Mercedes F1 executive director, Toto Wolff, doesn't hold back when talking to ESPN about F1's new cockpit protection. (1:04)

McLaren's chief aerodynamicist Peter Prodromou says the new Halo cockpit protection device opens up opportunities to gain aerodynamic performance as well as having some obvious downsides.

The Halo will be mandatory on all F1 cars this year and is designed to offer extra head protection for drivers. The titanium structure will be the same on all cars, but designers have been given a small amount of leeway under the regulations to shroud the Halo in a bespoke carbon fibre fairing.

Those fairings can be used to direct airflow to cooling ducts and aero-sensitive parts of the car, and while Prodromou says the first priority will be minimising lost performance, it will also open up new avenues of aerodynamic development.

"Aero wise it's certainly not penalty free," he said. "There certainly is a challenge there to either cope with it in the first instance -- let's call it damage limitation -- and thereafter look at opportunity and exploitation.

"It does open up some avenues that are possibly interesting to look at. I'm sure there is going to be quite a variety of different solutions out there. The scope is quite limited, we've got this allowance around the basic shape, but there is opportunity there as an aerodynamicist.

"Everyone is going to be faced with challenges of how it affects the flow [of air] into the engine, how it affects flow into certain cooling ducts that people had in that area, including ourselves, and how it affects the flow to the rear wing. But also on the flip side there are opportunities there and we can maybe try and tap into them where you couldn't before."

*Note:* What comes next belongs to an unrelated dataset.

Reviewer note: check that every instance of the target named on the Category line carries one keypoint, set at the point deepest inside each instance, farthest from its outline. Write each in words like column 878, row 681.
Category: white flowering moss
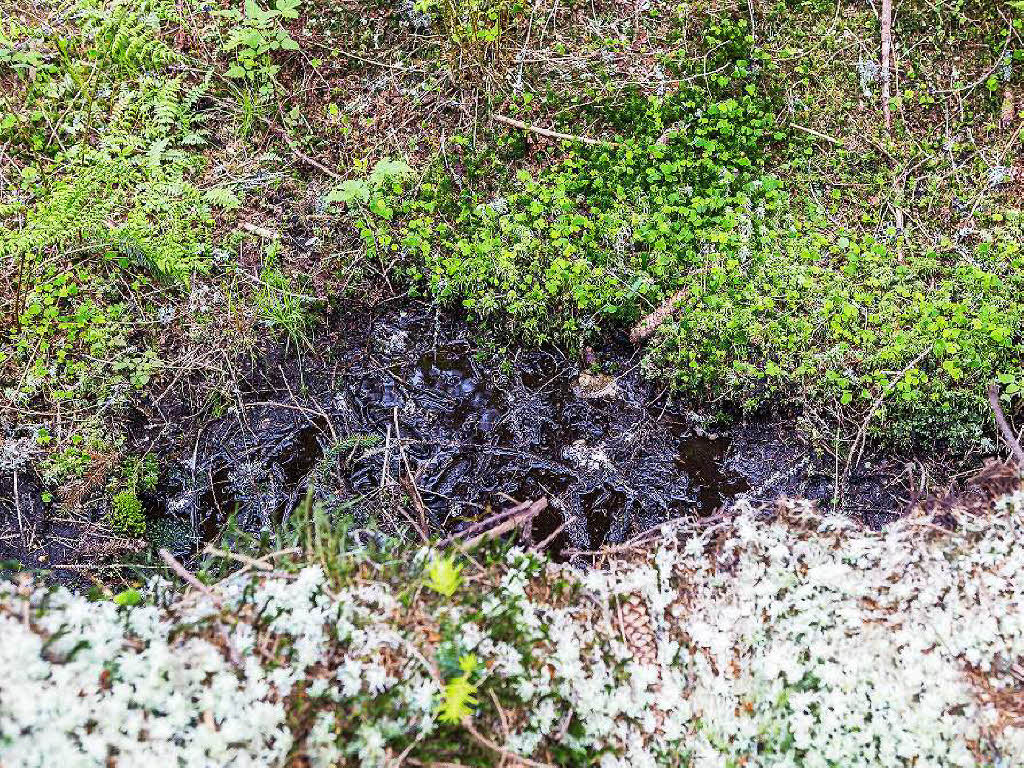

However, Prodromou does not think the Halo will be a major differentiator in performance and suspects most teams will end up with similar designs as the season progresses.

"I'd probably give it half a season and one would imagine everyone would have converged. That would be my rough guess."

McLaren's chief engineer Matt Morris believes different approaches to mounting the Halo could also lead to a variety of designs where the two rear parts of the Halo meet the chassis.

"There are various ways of putting the structure on that [part of the chassis] and maybe we'll see some differences. The shape of the chassis there doesn't lend itself to a lot of load going into it. Those top bits of the chassis stand up and are not very well supported and then you bolt the Halo onto it, pushing it and trying to peel the Halo away from the driver - it's not a very sympathetic structure."